La partie imprimante est la surface « épargnée » par l’outil du graveur, les blancs étant creusés. La planche est sciée de long, parallèlement à la fibre. Les gouges arrachant des copeaux peuvent être déviées par les veines du bois. Pour y remédier, des procédures complexes de « taille, contretaille et champlevé » sont devenues la règle (Bois de fil).

Histoire et évolutions

Au XIX e siècle, les exigences du métier de graveur d’interprétation ont imposé des planches dont la surface est perpendiculaire à la fibre (bois de bout). Le métal est entré en lice au XV e siècle puisque apparaissent à cette époque les premières plaques ciselées destinées à la taille-douce. Elles s’adaptaient parfaitement aux modes d’impression du bois. La ciselure était alors dite en « taille blanche », puisque, là aussi, on gravait les blancs. Les orfèvres disposaient de toutes sortes de poinçons qu’ils ont utilisés pour créer des textures, et même des lignes. Cette facture était désignée sous le nom de « gravure au criblé ».

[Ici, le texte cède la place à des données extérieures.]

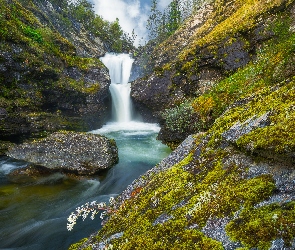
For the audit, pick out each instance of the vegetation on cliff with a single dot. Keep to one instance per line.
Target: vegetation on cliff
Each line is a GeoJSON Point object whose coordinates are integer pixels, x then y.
{"type": "Point", "coordinates": [233, 188]}
{"type": "Point", "coordinates": [50, 74]}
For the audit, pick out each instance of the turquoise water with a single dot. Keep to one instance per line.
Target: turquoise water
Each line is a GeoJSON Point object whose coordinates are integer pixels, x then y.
{"type": "Point", "coordinates": [33, 213]}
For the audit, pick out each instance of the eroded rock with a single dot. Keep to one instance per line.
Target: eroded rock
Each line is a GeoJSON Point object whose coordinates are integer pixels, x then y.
{"type": "Point", "coordinates": [69, 152]}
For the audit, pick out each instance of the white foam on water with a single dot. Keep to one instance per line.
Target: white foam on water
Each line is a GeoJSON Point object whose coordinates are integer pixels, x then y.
{"type": "Point", "coordinates": [138, 128]}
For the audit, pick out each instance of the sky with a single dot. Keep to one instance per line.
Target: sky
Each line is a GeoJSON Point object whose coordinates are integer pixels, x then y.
{"type": "Point", "coordinates": [132, 14]}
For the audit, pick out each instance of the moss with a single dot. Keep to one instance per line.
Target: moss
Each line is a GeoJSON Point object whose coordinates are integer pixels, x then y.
{"type": "Point", "coordinates": [185, 199]}
{"type": "Point", "coordinates": [267, 223]}
{"type": "Point", "coordinates": [78, 244]}
{"type": "Point", "coordinates": [273, 65]}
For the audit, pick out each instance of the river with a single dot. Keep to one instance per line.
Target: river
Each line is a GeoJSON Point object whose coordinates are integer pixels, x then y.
{"type": "Point", "coordinates": [33, 213]}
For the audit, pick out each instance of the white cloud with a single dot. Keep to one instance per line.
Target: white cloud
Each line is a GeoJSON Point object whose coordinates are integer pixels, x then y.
{"type": "Point", "coordinates": [163, 4]}
{"type": "Point", "coordinates": [131, 15]}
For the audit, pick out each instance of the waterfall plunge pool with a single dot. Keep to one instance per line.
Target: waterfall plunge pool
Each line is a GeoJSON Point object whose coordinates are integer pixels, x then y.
{"type": "Point", "coordinates": [33, 214]}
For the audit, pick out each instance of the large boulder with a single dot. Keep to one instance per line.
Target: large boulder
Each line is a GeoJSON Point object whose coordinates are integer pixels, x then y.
{"type": "Point", "coordinates": [69, 152]}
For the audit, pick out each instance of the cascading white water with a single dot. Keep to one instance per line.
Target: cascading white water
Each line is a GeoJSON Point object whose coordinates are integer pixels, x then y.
{"type": "Point", "coordinates": [119, 69]}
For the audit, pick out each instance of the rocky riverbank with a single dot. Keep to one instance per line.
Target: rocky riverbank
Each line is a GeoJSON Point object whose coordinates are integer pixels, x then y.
{"type": "Point", "coordinates": [225, 95]}
{"type": "Point", "coordinates": [67, 152]}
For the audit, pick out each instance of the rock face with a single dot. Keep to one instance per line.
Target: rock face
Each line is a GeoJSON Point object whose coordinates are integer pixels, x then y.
{"type": "Point", "coordinates": [51, 77]}
{"type": "Point", "coordinates": [202, 53]}
{"type": "Point", "coordinates": [230, 185]}
{"type": "Point", "coordinates": [69, 152]}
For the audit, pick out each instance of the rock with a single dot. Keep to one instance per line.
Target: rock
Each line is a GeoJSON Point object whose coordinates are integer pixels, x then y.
{"type": "Point", "coordinates": [240, 129]}
{"type": "Point", "coordinates": [69, 152]}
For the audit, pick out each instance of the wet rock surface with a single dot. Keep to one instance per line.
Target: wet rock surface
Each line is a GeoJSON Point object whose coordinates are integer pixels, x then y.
{"type": "Point", "coordinates": [68, 152]}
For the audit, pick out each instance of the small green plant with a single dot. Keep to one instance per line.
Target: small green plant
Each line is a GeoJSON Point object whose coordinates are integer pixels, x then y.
{"type": "Point", "coordinates": [33, 34]}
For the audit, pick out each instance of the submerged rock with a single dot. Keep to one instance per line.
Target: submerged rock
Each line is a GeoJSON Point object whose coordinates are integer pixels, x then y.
{"type": "Point", "coordinates": [69, 152]}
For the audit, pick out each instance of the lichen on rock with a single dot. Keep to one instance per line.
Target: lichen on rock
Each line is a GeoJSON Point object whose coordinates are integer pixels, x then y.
{"type": "Point", "coordinates": [69, 152]}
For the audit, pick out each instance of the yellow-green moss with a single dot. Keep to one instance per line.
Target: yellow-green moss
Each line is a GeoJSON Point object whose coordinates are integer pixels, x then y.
{"type": "Point", "coordinates": [186, 199]}
{"type": "Point", "coordinates": [267, 223]}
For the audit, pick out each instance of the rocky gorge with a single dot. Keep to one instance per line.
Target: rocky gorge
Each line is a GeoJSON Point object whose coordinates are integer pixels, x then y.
{"type": "Point", "coordinates": [222, 88]}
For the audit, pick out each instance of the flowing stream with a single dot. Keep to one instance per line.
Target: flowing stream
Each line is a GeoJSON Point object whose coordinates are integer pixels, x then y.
{"type": "Point", "coordinates": [33, 212]}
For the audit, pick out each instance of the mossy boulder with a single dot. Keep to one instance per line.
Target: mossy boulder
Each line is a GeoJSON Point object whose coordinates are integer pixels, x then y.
{"type": "Point", "coordinates": [68, 152]}
{"type": "Point", "coordinates": [215, 63]}
{"type": "Point", "coordinates": [45, 75]}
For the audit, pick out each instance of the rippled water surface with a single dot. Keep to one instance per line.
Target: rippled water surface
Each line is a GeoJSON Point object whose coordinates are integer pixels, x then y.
{"type": "Point", "coordinates": [33, 212]}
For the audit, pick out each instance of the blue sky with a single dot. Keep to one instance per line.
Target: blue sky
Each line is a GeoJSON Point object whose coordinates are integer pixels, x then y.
{"type": "Point", "coordinates": [132, 14]}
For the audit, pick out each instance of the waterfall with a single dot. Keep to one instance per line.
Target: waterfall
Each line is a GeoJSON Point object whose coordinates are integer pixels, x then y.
{"type": "Point", "coordinates": [119, 69]}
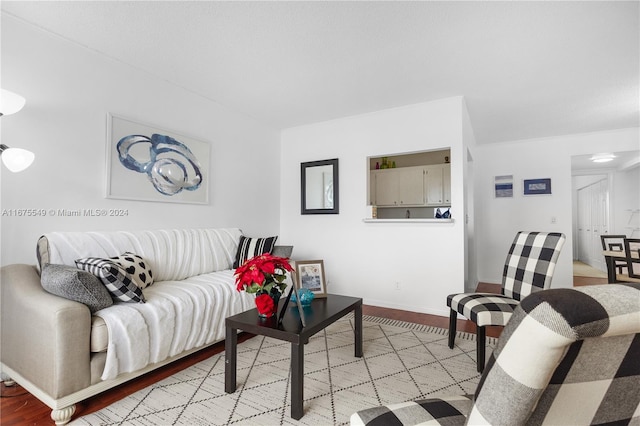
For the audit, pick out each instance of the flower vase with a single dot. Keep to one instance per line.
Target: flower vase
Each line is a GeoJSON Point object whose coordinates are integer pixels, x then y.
{"type": "Point", "coordinates": [267, 303]}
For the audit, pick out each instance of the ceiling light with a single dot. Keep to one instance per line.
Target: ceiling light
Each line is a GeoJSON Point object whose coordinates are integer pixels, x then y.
{"type": "Point", "coordinates": [10, 103]}
{"type": "Point", "coordinates": [602, 158]}
{"type": "Point", "coordinates": [16, 159]}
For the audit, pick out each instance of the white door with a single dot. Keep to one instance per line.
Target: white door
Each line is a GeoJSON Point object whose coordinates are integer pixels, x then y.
{"type": "Point", "coordinates": [593, 221]}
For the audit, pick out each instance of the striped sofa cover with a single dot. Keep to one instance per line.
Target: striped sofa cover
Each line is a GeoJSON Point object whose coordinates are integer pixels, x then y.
{"type": "Point", "coordinates": [566, 357]}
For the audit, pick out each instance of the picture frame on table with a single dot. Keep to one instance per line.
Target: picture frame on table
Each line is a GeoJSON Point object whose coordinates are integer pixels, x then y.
{"type": "Point", "coordinates": [310, 275]}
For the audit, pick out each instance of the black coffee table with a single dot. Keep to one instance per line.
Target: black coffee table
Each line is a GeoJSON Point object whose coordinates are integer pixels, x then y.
{"type": "Point", "coordinates": [322, 312]}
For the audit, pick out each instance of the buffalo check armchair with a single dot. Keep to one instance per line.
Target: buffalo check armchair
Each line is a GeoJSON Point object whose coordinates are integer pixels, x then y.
{"type": "Point", "coordinates": [566, 357]}
{"type": "Point", "coordinates": [529, 268]}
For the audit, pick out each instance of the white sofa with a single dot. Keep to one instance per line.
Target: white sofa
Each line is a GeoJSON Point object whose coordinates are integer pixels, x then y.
{"type": "Point", "coordinates": [62, 353]}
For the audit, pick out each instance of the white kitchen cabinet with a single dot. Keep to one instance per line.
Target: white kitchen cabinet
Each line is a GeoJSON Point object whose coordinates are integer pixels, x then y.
{"type": "Point", "coordinates": [417, 186]}
{"type": "Point", "coordinates": [399, 187]}
{"type": "Point", "coordinates": [434, 188]}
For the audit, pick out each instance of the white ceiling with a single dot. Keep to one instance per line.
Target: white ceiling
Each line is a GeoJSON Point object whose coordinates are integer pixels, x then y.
{"type": "Point", "coordinates": [526, 69]}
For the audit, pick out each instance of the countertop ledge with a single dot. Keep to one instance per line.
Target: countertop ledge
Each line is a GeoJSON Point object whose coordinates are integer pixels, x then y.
{"type": "Point", "coordinates": [442, 221]}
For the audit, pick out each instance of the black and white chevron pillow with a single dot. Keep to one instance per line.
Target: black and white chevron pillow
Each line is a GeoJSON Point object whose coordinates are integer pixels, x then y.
{"type": "Point", "coordinates": [119, 283]}
{"type": "Point", "coordinates": [135, 266]}
{"type": "Point", "coordinates": [252, 247]}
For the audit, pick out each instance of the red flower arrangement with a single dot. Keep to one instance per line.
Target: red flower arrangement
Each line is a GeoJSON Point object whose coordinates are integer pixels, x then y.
{"type": "Point", "coordinates": [264, 275]}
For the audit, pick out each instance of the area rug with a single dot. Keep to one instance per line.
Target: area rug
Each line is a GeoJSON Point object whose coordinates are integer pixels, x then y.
{"type": "Point", "coordinates": [402, 361]}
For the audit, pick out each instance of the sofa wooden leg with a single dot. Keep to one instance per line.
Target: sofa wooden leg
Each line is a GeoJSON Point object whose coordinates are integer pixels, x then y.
{"type": "Point", "coordinates": [62, 416]}
{"type": "Point", "coordinates": [453, 317]}
{"type": "Point", "coordinates": [480, 348]}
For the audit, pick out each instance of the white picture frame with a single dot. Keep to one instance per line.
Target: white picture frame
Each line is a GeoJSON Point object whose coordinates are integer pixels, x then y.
{"type": "Point", "coordinates": [310, 275]}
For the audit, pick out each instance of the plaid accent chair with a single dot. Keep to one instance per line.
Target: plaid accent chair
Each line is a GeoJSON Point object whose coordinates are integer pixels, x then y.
{"type": "Point", "coordinates": [566, 357]}
{"type": "Point", "coordinates": [529, 268]}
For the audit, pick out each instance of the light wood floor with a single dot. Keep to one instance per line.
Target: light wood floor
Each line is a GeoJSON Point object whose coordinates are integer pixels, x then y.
{"type": "Point", "coordinates": [18, 407]}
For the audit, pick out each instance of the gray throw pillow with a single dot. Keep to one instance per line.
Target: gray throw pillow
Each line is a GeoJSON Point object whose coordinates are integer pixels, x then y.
{"type": "Point", "coordinates": [282, 251]}
{"type": "Point", "coordinates": [74, 284]}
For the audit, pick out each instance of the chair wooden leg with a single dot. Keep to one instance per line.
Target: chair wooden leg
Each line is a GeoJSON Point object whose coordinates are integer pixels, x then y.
{"type": "Point", "coordinates": [453, 316]}
{"type": "Point", "coordinates": [480, 348]}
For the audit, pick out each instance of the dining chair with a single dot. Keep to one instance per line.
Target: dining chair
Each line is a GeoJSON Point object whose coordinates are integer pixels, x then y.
{"type": "Point", "coordinates": [632, 257]}
{"type": "Point", "coordinates": [614, 243]}
{"type": "Point", "coordinates": [529, 268]}
{"type": "Point", "coordinates": [568, 356]}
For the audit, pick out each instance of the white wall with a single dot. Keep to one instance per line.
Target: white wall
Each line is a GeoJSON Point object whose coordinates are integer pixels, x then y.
{"type": "Point", "coordinates": [469, 147]}
{"type": "Point", "coordinates": [69, 91]}
{"type": "Point", "coordinates": [625, 201]}
{"type": "Point", "coordinates": [365, 259]}
{"type": "Point", "coordinates": [498, 220]}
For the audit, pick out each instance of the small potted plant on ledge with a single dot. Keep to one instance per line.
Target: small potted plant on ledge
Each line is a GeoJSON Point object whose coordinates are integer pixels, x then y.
{"type": "Point", "coordinates": [264, 275]}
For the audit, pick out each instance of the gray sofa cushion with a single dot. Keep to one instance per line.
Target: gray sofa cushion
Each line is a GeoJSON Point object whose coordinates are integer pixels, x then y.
{"type": "Point", "coordinates": [74, 284]}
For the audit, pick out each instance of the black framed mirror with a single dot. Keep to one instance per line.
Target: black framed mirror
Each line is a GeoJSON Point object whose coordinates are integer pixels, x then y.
{"type": "Point", "coordinates": [319, 187]}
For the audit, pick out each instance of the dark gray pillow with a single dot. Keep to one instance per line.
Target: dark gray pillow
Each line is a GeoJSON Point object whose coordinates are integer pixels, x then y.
{"type": "Point", "coordinates": [282, 251]}
{"type": "Point", "coordinates": [75, 284]}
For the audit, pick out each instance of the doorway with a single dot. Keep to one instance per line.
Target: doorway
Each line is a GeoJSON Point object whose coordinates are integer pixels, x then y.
{"type": "Point", "coordinates": [603, 195]}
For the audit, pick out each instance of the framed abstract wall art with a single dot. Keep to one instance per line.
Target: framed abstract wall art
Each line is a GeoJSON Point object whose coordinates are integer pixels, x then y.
{"type": "Point", "coordinates": [148, 163]}
{"type": "Point", "coordinates": [503, 186]}
{"type": "Point", "coordinates": [537, 186]}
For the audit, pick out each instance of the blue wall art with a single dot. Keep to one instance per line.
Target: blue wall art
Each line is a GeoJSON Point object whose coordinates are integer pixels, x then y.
{"type": "Point", "coordinates": [149, 164]}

Dans la seconde moitié du XIX e siècle, les procédés photomécaniques ont tué les métiers de la gravure d’interprétation. Mais le principe de la gravure en taille d’épargne s’est encore imposé massivement pendant un siècle dans le secteur de l’imprimerie de labeur et des journaux. Le « cliché trait » et le « cliché simili », tramage optique des demi-teintes, avaient de beaux jours devant eux.

Les peintres-graveurs, en quête de retour aux sources, comme Gauguin, ont pris le parti de l’archaïsme, plus que jamais emblème de Modernité. Ce courant moderne a suscité de nombreux chefs-d’oeuvre au XX e siècle.